721*0=0 721*1=721 721*2=1,442 721*3=2,163
721*4=2,884 721*5=3,605 721*6=4,326
721*7=5,047 721*8=5,768 721*9=6,489
Step B: Multiply digits
436=4 hundreds + 3 tens + 6 ones
721*4 hundreds=2,884*100=288,400
721*3 tens=2,163*10=21,630
721*6 ones=4,326*1=4,326
Step C: Add the first two
288,400+21,630=310,030
Then add the last one
310,030+4,326=314356
To get GPT-3's answer to this one correct (this is its answer, but it took some trial and error with the prompt to get it to stop making small mistakes) Calculate 312*481
Step A: Multiplication table.
312*0=0 312*1=312 312*2=624 312*3=936
312*4=1,248 312*5=1,560 312*6=1,872
312*7=2,184 312*8=2,496 312*9=2,808
Step B: Multiply digits
481=4 hundreds + 8 tens + 1 ones
312*4 hundreds=1,248*100=124,800
312*8 tens=2,496*10=24,960
312*1 ones=312*1=312
Step C: Add the first two
124,800+24,960=149,760
Then add the last one
149,760+312=150,072
I then tested it with two random 3-digit numbers Calculate 669*306
Step A: Multiplication table.
669*0=0 669*1=669 669*2=1,338 669*3=2,007
669*4=2,676 669*5=3,345 669*6=4,014
669*7=4,683 669*8=5,352 669*9=6,021
Step B: Multiply digits
306=3 hundreds + 0 tens + 6 ones
669*3 hundreds=2,007*100=200,700
669*0 tens=0*10=0
669*6 ones=4,014*1=4,014
Step C: Add the first two
200,700+4,014=204,714
Then add the last one
204,714+306=205,020
204,714 is correct, but then it gets confused in the very last line because of the zero.Anyway this, I think, proves that GPT-3 can do zero-shot math if it doesn't have to do it in its head all at once.

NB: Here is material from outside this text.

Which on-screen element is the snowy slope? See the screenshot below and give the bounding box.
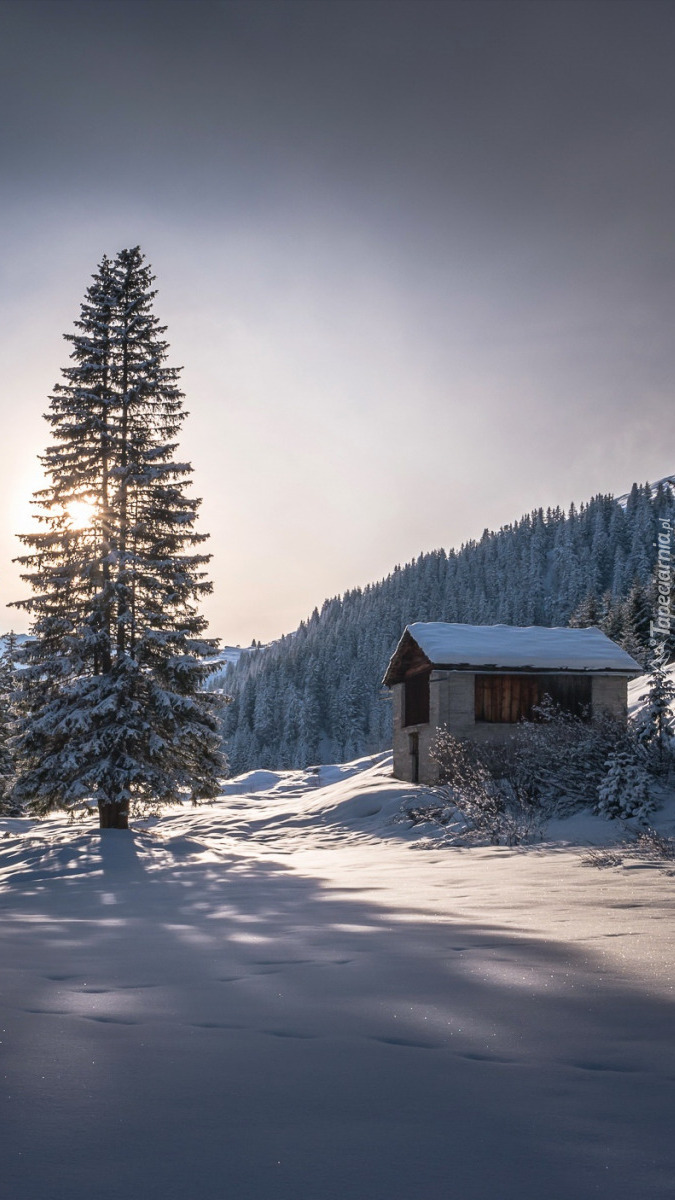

Is it good for a calculator? No. Is it good for a language model trained on web text? Yes, absolutely. E: Correcting the start of Step C in that last example to “200,700+0”, and replacing “XYZ=X hundreds + Y tens + Z ones” with “XYZ=X Y Z=X hundreds + Y tens + Z ones” allowed it to do 145*585, 961*761 and 592*555 correctly in a row, all randomly chosen, and at least the last two tried without changes to the prompt. I consider this an adequate test, and it demonstrates GPT-3's algorithm following abilities. As GPT-3 is still a tiny model, this seems important to note. E2: To be clear this is still nowhere near 100% successful. GPT-3 still makes a lot of errors. I ran 100 tries of a slightly different prompt through the API, and got a success rate of 42%. |
Very interesting! This is what I would expect. It can run a symbolic algorithm fine, just give it some scratch space to work out the intermediate results. I feel like there's a very large space to optimize the layout "algorithm" -- like how you adjusted step c -- to produce reliable results.